The work of four Island artists is on display at Sargent Gallery in Aquinnah during its new “Elementality” art show. Ruth Kirchmeier is the Island’s foremost woodcut printer. Micah Thanhauser and Lainey Fink Scott are Island potters, and Wil Sideman sculpts with glass.
The show’s title was inspired from an essay written by Timothy Morton about Jeffrey Jerome Cohen and Lowell Duckert’s book, “Elemental Ecocriticism: Thinking with Earth, Air, Water, and Fire.” Kirchmeier’s woodcuts represent earth and water, while Sideman fires glass sculptures that hold water or float on water. Thanhauser and Scott’s use of clay mirrors connections to earth and fire. All four artists’ works exist in air and rely on it.
Gallery owner Megan Ottens-Sargent calls the current exhibit an ode to Kirchmeier, who has been creating woodcuts for more than 40 years. Her work is richly colored, and can include as many as 10 different inks. She frequently repeats a woodcut using different colors. Her portraits of streams and other forms of water capture abstract and meditative qualities. Flowers are another frequent subject, and Kirchmeier often centers the compositions while investing them with movement. In one of Kirchmeier’s most striking new woodcuts, “Geese at Carl’s Cove,” a yellow sun image hovers above a grassy field and water, sending a circle of streaks. The geese of the title are mere black specks lined along the top edge of the foreground.

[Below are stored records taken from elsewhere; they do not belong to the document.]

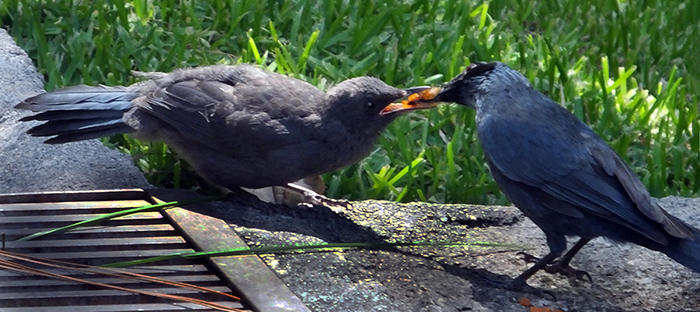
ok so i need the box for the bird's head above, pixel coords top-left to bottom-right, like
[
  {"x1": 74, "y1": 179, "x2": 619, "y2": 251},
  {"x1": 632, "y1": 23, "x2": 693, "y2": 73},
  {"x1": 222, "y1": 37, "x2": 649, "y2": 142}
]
[
  {"x1": 434, "y1": 62, "x2": 497, "y2": 108},
  {"x1": 325, "y1": 77, "x2": 436, "y2": 135},
  {"x1": 401, "y1": 62, "x2": 530, "y2": 109}
]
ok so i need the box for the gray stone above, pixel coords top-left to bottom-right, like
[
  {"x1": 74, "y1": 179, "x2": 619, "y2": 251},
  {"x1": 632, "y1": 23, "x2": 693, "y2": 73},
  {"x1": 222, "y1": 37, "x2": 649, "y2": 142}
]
[
  {"x1": 0, "y1": 29, "x2": 151, "y2": 193},
  {"x1": 194, "y1": 193, "x2": 700, "y2": 312}
]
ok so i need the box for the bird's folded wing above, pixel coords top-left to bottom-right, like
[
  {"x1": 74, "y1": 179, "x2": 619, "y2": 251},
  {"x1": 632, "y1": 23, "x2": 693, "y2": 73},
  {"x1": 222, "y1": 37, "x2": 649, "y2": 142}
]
[
  {"x1": 139, "y1": 79, "x2": 319, "y2": 156},
  {"x1": 480, "y1": 114, "x2": 674, "y2": 243},
  {"x1": 142, "y1": 80, "x2": 220, "y2": 144},
  {"x1": 589, "y1": 145, "x2": 693, "y2": 238}
]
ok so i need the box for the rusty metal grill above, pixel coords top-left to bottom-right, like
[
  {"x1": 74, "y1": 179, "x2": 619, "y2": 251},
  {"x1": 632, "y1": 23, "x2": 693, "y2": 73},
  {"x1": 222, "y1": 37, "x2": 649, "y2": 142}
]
[{"x1": 0, "y1": 189, "x2": 308, "y2": 312}]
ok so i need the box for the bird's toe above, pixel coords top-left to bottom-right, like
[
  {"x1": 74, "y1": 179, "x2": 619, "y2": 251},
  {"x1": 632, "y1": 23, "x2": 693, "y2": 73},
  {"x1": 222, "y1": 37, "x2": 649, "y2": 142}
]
[
  {"x1": 544, "y1": 262, "x2": 593, "y2": 283},
  {"x1": 516, "y1": 251, "x2": 544, "y2": 264}
]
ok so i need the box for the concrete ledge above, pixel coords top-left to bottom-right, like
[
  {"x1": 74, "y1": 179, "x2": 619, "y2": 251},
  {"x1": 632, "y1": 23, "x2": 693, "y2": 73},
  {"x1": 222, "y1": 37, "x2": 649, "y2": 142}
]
[{"x1": 0, "y1": 29, "x2": 151, "y2": 193}]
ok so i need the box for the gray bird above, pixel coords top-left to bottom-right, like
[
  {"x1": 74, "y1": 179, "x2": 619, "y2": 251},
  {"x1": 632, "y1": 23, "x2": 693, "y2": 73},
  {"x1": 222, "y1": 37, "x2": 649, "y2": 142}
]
[
  {"x1": 412, "y1": 61, "x2": 700, "y2": 294},
  {"x1": 16, "y1": 64, "x2": 433, "y2": 198}
]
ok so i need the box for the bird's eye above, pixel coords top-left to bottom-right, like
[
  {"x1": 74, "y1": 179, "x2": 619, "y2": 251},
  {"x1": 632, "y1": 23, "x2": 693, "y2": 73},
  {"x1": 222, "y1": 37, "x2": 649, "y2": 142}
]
[{"x1": 366, "y1": 102, "x2": 375, "y2": 110}]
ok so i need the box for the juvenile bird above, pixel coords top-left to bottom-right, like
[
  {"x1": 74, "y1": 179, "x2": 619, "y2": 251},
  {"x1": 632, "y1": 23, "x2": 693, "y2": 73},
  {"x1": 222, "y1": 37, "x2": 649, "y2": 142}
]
[
  {"x1": 16, "y1": 64, "x2": 434, "y2": 200},
  {"x1": 410, "y1": 61, "x2": 700, "y2": 294}
]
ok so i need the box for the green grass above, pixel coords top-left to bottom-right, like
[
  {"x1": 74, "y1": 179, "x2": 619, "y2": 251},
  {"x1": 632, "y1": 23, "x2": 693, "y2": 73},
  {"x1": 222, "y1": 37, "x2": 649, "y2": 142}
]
[{"x1": 2, "y1": 0, "x2": 699, "y2": 205}]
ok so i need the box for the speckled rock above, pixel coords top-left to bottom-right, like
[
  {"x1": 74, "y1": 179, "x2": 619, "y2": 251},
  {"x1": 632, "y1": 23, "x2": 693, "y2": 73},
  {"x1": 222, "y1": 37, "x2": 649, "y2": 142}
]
[{"x1": 192, "y1": 196, "x2": 700, "y2": 312}]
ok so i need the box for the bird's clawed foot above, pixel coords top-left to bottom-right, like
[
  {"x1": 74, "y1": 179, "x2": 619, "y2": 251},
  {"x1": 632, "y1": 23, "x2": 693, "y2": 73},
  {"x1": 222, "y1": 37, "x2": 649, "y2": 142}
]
[
  {"x1": 516, "y1": 251, "x2": 542, "y2": 264},
  {"x1": 301, "y1": 190, "x2": 351, "y2": 208},
  {"x1": 516, "y1": 252, "x2": 592, "y2": 283},
  {"x1": 477, "y1": 272, "x2": 556, "y2": 300},
  {"x1": 544, "y1": 261, "x2": 592, "y2": 283},
  {"x1": 283, "y1": 182, "x2": 351, "y2": 208}
]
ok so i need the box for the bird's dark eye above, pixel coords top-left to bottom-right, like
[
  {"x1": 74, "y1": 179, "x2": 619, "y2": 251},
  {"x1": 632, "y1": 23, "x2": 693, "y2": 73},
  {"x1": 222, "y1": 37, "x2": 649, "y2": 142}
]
[{"x1": 366, "y1": 101, "x2": 375, "y2": 110}]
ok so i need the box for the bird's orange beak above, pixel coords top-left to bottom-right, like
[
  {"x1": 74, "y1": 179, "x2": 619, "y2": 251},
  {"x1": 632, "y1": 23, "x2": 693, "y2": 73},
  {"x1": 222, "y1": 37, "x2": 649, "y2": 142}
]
[{"x1": 380, "y1": 87, "x2": 441, "y2": 115}]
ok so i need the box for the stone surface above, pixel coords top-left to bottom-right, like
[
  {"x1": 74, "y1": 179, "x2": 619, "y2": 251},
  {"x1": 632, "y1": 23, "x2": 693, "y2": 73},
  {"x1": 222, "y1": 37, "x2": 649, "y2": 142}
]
[
  {"x1": 194, "y1": 196, "x2": 700, "y2": 312},
  {"x1": 0, "y1": 29, "x2": 151, "y2": 193}
]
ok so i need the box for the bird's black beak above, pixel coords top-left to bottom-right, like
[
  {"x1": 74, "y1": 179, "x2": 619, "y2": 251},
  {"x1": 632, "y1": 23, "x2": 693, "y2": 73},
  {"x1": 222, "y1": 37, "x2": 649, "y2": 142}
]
[
  {"x1": 380, "y1": 86, "x2": 441, "y2": 115},
  {"x1": 403, "y1": 86, "x2": 432, "y2": 95}
]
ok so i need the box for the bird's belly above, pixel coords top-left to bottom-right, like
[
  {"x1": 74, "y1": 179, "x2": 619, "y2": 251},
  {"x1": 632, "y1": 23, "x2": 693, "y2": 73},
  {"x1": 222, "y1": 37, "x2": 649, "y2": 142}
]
[
  {"x1": 185, "y1": 151, "x2": 314, "y2": 189},
  {"x1": 169, "y1": 142, "x2": 368, "y2": 190}
]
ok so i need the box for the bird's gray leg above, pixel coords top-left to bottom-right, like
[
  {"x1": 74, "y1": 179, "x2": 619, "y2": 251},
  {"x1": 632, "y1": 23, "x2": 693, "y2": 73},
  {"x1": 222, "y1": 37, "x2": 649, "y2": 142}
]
[
  {"x1": 283, "y1": 183, "x2": 350, "y2": 207},
  {"x1": 492, "y1": 251, "x2": 560, "y2": 300},
  {"x1": 513, "y1": 233, "x2": 567, "y2": 284},
  {"x1": 482, "y1": 234, "x2": 566, "y2": 299},
  {"x1": 518, "y1": 237, "x2": 593, "y2": 282},
  {"x1": 550, "y1": 237, "x2": 591, "y2": 267},
  {"x1": 543, "y1": 237, "x2": 593, "y2": 282}
]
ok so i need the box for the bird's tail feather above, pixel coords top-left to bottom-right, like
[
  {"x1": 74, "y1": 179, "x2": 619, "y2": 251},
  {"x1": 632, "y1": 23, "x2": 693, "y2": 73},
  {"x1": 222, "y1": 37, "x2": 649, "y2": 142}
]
[
  {"x1": 658, "y1": 217, "x2": 700, "y2": 273},
  {"x1": 16, "y1": 85, "x2": 136, "y2": 144}
]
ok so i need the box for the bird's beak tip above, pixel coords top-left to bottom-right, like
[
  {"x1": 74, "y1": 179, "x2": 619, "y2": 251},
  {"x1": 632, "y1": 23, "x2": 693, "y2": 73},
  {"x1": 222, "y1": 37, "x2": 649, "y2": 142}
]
[{"x1": 380, "y1": 87, "x2": 442, "y2": 115}]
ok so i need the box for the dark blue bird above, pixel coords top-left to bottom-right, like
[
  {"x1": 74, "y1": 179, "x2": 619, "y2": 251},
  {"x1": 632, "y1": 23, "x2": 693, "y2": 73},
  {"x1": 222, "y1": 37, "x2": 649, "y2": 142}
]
[{"x1": 415, "y1": 61, "x2": 700, "y2": 294}]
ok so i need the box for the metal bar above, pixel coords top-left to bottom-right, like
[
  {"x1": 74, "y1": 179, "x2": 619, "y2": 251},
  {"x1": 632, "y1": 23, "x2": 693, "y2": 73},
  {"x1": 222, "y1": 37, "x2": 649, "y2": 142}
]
[
  {"x1": 0, "y1": 189, "x2": 152, "y2": 204},
  {"x1": 0, "y1": 302, "x2": 245, "y2": 312},
  {"x1": 148, "y1": 189, "x2": 310, "y2": 312}
]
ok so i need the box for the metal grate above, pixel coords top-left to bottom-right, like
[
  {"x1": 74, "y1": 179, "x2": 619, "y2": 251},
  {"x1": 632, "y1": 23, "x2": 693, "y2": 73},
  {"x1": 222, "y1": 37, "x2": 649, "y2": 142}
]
[{"x1": 0, "y1": 189, "x2": 308, "y2": 312}]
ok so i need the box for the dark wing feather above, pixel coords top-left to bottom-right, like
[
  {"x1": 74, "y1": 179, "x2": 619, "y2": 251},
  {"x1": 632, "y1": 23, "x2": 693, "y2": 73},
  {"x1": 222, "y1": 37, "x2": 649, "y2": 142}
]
[
  {"x1": 16, "y1": 85, "x2": 132, "y2": 111},
  {"x1": 141, "y1": 80, "x2": 221, "y2": 145},
  {"x1": 589, "y1": 146, "x2": 692, "y2": 238}
]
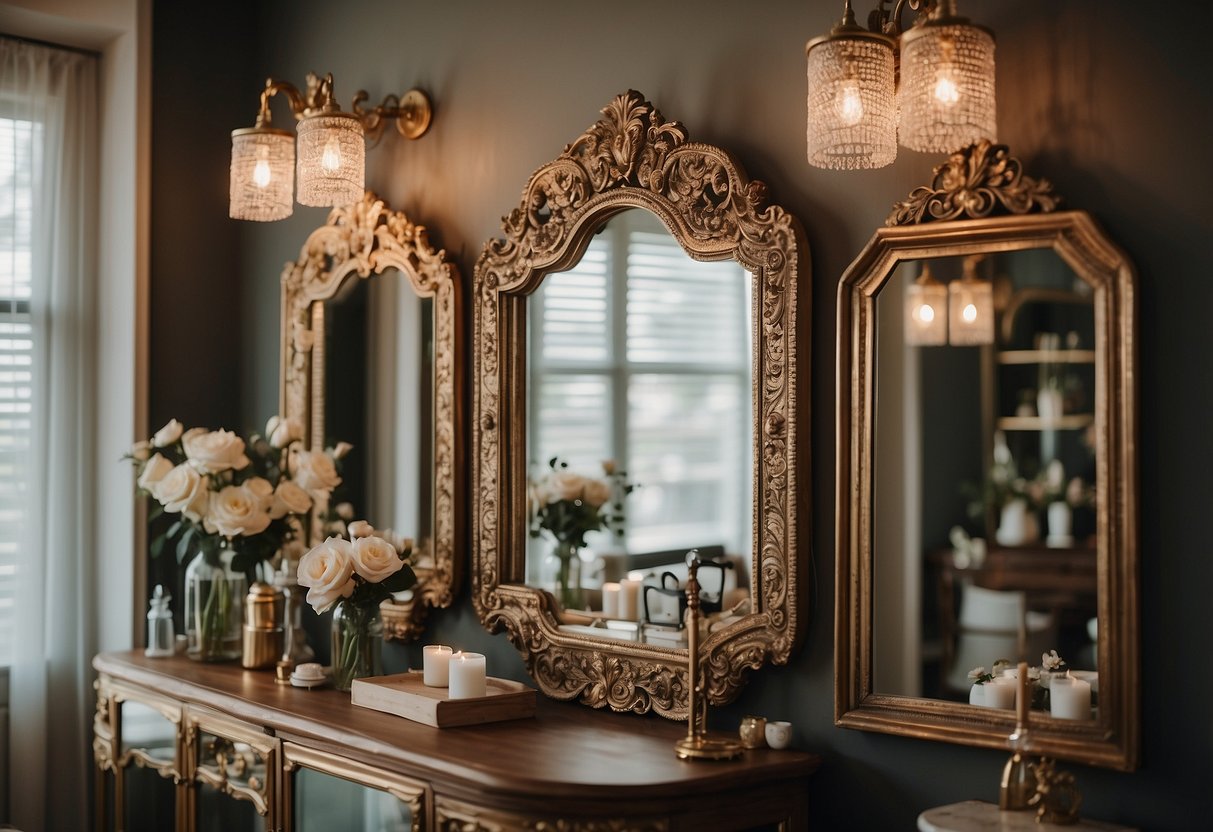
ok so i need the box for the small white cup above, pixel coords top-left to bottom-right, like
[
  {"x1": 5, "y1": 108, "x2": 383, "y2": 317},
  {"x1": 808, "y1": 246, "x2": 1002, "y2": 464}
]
[{"x1": 764, "y1": 720, "x2": 793, "y2": 750}]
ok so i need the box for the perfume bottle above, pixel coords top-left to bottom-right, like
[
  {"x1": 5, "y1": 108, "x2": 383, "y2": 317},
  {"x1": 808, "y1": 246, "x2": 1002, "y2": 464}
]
[{"x1": 144, "y1": 585, "x2": 175, "y2": 658}]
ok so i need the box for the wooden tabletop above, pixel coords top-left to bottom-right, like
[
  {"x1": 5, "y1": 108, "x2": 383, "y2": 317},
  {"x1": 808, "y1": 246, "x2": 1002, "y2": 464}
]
[
  {"x1": 96, "y1": 651, "x2": 819, "y2": 811},
  {"x1": 918, "y1": 801, "x2": 1136, "y2": 832}
]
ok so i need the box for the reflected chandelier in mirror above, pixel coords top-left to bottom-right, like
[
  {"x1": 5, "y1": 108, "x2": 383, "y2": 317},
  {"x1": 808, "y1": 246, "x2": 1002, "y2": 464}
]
[
  {"x1": 835, "y1": 141, "x2": 1138, "y2": 769},
  {"x1": 280, "y1": 192, "x2": 461, "y2": 641},
  {"x1": 473, "y1": 90, "x2": 810, "y2": 718}
]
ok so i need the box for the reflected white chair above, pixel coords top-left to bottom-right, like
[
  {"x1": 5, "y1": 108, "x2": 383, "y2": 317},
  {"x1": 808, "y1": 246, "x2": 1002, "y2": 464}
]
[{"x1": 946, "y1": 583, "x2": 1057, "y2": 692}]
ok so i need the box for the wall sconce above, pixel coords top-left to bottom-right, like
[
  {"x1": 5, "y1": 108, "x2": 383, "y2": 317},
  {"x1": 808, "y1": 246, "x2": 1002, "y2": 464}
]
[
  {"x1": 947, "y1": 255, "x2": 994, "y2": 345},
  {"x1": 805, "y1": 0, "x2": 996, "y2": 169},
  {"x1": 904, "y1": 262, "x2": 948, "y2": 345},
  {"x1": 230, "y1": 72, "x2": 433, "y2": 221}
]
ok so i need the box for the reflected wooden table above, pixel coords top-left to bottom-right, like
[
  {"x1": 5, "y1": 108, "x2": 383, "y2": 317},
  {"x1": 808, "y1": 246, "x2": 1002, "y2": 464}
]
[{"x1": 918, "y1": 800, "x2": 1135, "y2": 831}]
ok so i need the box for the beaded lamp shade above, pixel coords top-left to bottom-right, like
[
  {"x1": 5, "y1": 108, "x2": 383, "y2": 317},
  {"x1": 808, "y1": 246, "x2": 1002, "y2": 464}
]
[
  {"x1": 904, "y1": 265, "x2": 948, "y2": 345},
  {"x1": 229, "y1": 127, "x2": 294, "y2": 221},
  {"x1": 296, "y1": 111, "x2": 365, "y2": 207},
  {"x1": 898, "y1": 19, "x2": 997, "y2": 153},
  {"x1": 806, "y1": 30, "x2": 897, "y2": 170}
]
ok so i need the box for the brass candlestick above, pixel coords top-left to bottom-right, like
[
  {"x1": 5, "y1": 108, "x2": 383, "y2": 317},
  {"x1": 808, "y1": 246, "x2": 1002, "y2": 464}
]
[
  {"x1": 674, "y1": 557, "x2": 744, "y2": 761},
  {"x1": 998, "y1": 660, "x2": 1035, "y2": 810}
]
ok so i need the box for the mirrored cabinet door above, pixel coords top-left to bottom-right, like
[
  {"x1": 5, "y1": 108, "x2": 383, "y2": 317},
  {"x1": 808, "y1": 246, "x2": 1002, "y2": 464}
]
[{"x1": 282, "y1": 744, "x2": 425, "y2": 832}]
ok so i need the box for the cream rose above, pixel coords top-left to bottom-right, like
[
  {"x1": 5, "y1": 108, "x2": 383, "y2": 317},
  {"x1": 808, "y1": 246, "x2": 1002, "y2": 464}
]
[
  {"x1": 269, "y1": 480, "x2": 312, "y2": 519},
  {"x1": 291, "y1": 449, "x2": 342, "y2": 494},
  {"x1": 329, "y1": 441, "x2": 354, "y2": 460},
  {"x1": 266, "y1": 415, "x2": 304, "y2": 449},
  {"x1": 582, "y1": 478, "x2": 611, "y2": 508},
  {"x1": 152, "y1": 463, "x2": 209, "y2": 522},
  {"x1": 334, "y1": 501, "x2": 355, "y2": 520},
  {"x1": 130, "y1": 440, "x2": 152, "y2": 462},
  {"x1": 137, "y1": 453, "x2": 174, "y2": 492},
  {"x1": 152, "y1": 418, "x2": 184, "y2": 447},
  {"x1": 183, "y1": 428, "x2": 251, "y2": 474},
  {"x1": 205, "y1": 481, "x2": 273, "y2": 538},
  {"x1": 297, "y1": 536, "x2": 356, "y2": 612},
  {"x1": 351, "y1": 535, "x2": 404, "y2": 583},
  {"x1": 549, "y1": 470, "x2": 586, "y2": 502},
  {"x1": 348, "y1": 519, "x2": 374, "y2": 539}
]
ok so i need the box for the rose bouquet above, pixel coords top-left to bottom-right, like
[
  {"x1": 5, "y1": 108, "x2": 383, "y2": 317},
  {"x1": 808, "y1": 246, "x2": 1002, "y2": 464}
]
[
  {"x1": 528, "y1": 457, "x2": 634, "y2": 609},
  {"x1": 128, "y1": 415, "x2": 346, "y2": 660},
  {"x1": 297, "y1": 522, "x2": 416, "y2": 690}
]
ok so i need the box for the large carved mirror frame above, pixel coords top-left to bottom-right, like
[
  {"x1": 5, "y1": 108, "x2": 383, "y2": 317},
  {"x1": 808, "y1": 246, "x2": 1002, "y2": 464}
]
[
  {"x1": 280, "y1": 192, "x2": 462, "y2": 641},
  {"x1": 835, "y1": 142, "x2": 1138, "y2": 769},
  {"x1": 472, "y1": 91, "x2": 809, "y2": 718}
]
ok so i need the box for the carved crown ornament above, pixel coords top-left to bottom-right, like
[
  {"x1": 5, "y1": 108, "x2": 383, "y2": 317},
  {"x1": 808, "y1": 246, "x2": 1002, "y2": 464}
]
[
  {"x1": 887, "y1": 139, "x2": 1062, "y2": 226},
  {"x1": 279, "y1": 191, "x2": 461, "y2": 642},
  {"x1": 472, "y1": 91, "x2": 809, "y2": 719}
]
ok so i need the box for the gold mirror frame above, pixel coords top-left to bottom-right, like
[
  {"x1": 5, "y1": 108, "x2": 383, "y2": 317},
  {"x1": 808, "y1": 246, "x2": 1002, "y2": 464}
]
[
  {"x1": 280, "y1": 192, "x2": 462, "y2": 641},
  {"x1": 471, "y1": 91, "x2": 809, "y2": 718},
  {"x1": 835, "y1": 141, "x2": 1139, "y2": 769}
]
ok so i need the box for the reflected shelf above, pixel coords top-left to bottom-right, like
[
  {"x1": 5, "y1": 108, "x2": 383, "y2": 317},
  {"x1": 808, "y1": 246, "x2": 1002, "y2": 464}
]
[
  {"x1": 996, "y1": 349, "x2": 1096, "y2": 365},
  {"x1": 996, "y1": 414, "x2": 1094, "y2": 431}
]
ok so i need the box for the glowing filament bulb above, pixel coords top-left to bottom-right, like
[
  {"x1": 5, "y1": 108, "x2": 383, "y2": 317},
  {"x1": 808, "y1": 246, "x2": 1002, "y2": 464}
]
[
  {"x1": 836, "y1": 80, "x2": 864, "y2": 126},
  {"x1": 962, "y1": 303, "x2": 978, "y2": 323},
  {"x1": 321, "y1": 137, "x2": 342, "y2": 172},
  {"x1": 916, "y1": 304, "x2": 935, "y2": 325},
  {"x1": 934, "y1": 70, "x2": 960, "y2": 106},
  {"x1": 252, "y1": 159, "x2": 272, "y2": 188}
]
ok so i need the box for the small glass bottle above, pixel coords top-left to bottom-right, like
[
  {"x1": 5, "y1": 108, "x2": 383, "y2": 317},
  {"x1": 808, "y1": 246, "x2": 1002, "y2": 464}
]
[{"x1": 144, "y1": 584, "x2": 175, "y2": 658}]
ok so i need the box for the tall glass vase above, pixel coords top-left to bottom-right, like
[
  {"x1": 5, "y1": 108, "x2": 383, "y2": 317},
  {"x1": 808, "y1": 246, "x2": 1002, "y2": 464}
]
[
  {"x1": 330, "y1": 600, "x2": 383, "y2": 692},
  {"x1": 546, "y1": 540, "x2": 585, "y2": 611},
  {"x1": 183, "y1": 545, "x2": 246, "y2": 662}
]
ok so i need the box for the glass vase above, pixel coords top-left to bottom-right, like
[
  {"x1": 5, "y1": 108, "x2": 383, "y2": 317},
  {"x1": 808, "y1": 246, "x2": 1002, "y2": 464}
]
[
  {"x1": 184, "y1": 545, "x2": 246, "y2": 662},
  {"x1": 330, "y1": 600, "x2": 383, "y2": 692},
  {"x1": 546, "y1": 540, "x2": 585, "y2": 611}
]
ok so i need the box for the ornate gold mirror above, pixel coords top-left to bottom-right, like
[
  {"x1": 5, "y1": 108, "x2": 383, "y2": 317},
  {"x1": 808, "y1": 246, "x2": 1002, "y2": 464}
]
[
  {"x1": 281, "y1": 192, "x2": 461, "y2": 640},
  {"x1": 836, "y1": 142, "x2": 1138, "y2": 769},
  {"x1": 472, "y1": 91, "x2": 809, "y2": 718}
]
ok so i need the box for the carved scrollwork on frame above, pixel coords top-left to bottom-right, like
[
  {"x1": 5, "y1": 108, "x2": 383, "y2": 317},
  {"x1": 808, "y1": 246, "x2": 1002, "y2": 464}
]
[
  {"x1": 887, "y1": 139, "x2": 1062, "y2": 226},
  {"x1": 280, "y1": 191, "x2": 462, "y2": 639},
  {"x1": 472, "y1": 91, "x2": 809, "y2": 718}
]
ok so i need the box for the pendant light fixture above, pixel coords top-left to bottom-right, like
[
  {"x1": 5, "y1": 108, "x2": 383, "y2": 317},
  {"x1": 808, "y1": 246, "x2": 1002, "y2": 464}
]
[
  {"x1": 904, "y1": 262, "x2": 948, "y2": 345},
  {"x1": 805, "y1": 0, "x2": 997, "y2": 169},
  {"x1": 229, "y1": 73, "x2": 433, "y2": 221}
]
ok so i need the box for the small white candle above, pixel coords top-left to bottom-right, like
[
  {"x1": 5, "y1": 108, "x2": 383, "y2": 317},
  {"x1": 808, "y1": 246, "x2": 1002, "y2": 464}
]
[
  {"x1": 448, "y1": 651, "x2": 487, "y2": 699},
  {"x1": 1050, "y1": 673, "x2": 1092, "y2": 720},
  {"x1": 983, "y1": 678, "x2": 1016, "y2": 709},
  {"x1": 601, "y1": 583, "x2": 621, "y2": 618},
  {"x1": 618, "y1": 579, "x2": 641, "y2": 621},
  {"x1": 422, "y1": 645, "x2": 453, "y2": 687}
]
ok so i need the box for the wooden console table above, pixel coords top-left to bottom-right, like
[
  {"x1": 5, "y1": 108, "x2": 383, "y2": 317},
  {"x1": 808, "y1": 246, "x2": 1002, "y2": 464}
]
[{"x1": 93, "y1": 651, "x2": 819, "y2": 831}]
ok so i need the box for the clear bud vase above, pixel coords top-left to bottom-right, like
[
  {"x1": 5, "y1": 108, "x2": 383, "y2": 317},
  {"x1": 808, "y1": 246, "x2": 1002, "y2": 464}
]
[
  {"x1": 184, "y1": 545, "x2": 246, "y2": 662},
  {"x1": 330, "y1": 600, "x2": 383, "y2": 692},
  {"x1": 546, "y1": 540, "x2": 585, "y2": 611}
]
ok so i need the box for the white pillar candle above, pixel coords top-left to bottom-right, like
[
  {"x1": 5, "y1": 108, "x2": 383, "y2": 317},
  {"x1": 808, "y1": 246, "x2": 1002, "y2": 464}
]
[
  {"x1": 618, "y1": 579, "x2": 641, "y2": 621},
  {"x1": 983, "y1": 678, "x2": 1016, "y2": 709},
  {"x1": 601, "y1": 583, "x2": 621, "y2": 618},
  {"x1": 422, "y1": 645, "x2": 453, "y2": 687},
  {"x1": 448, "y1": 651, "x2": 487, "y2": 699},
  {"x1": 1050, "y1": 673, "x2": 1092, "y2": 720}
]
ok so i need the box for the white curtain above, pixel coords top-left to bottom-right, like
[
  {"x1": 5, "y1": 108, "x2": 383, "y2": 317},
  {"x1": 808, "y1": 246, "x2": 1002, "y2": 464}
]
[{"x1": 1, "y1": 36, "x2": 99, "y2": 830}]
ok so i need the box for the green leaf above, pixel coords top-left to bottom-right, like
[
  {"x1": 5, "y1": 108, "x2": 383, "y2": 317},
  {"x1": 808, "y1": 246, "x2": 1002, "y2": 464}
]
[
  {"x1": 150, "y1": 534, "x2": 166, "y2": 559},
  {"x1": 381, "y1": 565, "x2": 417, "y2": 594},
  {"x1": 176, "y1": 527, "x2": 195, "y2": 562}
]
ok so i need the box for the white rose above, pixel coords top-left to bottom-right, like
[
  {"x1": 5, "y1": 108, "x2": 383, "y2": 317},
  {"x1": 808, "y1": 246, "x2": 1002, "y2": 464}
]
[
  {"x1": 137, "y1": 453, "x2": 174, "y2": 492},
  {"x1": 329, "y1": 441, "x2": 354, "y2": 460},
  {"x1": 297, "y1": 536, "x2": 356, "y2": 613},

The gallery also honors Sideman, Thanhauser, and Scott. Ottens-Sargent calls Sideman a master at handling glass — a skill that by employing fire and heat is dangerous work. A charming glass decoy contains his grandfather’s journal, visible through a translucent bird. A glass bailer is fashioned after a Clorox bottle. Another arresting piece is his “Piscatorius Sacrum,” a blown-glass bucket with a flame-worked handle and wooden lure. This sculpture, like the glass bailer, asks the viewer to consider the nature of the object created.
Thanhauser grew up on-Island and majored in pottery at Brown University. He uses native clay that he fires over three days. There is a lot of ash in the firing process of his work, according to Ottens-Sargent, who suggests it creates an ancient look. While one of his wood-fired vases may look as if it is simply traditional in form, an indentation on its shoulder catches the viewer with surprise and pleasure.
Scott studied graphic design at Rhode Island School of Design, and with her husband Ben Scott, they founded Bluerock Design in 2011. After they moved to Martha’s Vineyard, she began spending more time with ceramics. Scott’s background in design is evident in her work exhibited at the gallery, which includes plates and cups, as well as vases and bowls. She relates her work to the Island’s environment through its coastal rocks and glacial deposits. One vase is a nearly perfect sphere with a diminutive opening, and uses a gold Japanese tenmoku glaze.
“Pottery is a mystery,” Ottens-Sargent said. “You don’t know if the form will blow up, what the glazes are going to do, or what the colors will be. The more you’re exposed, you end up appreciating them more.”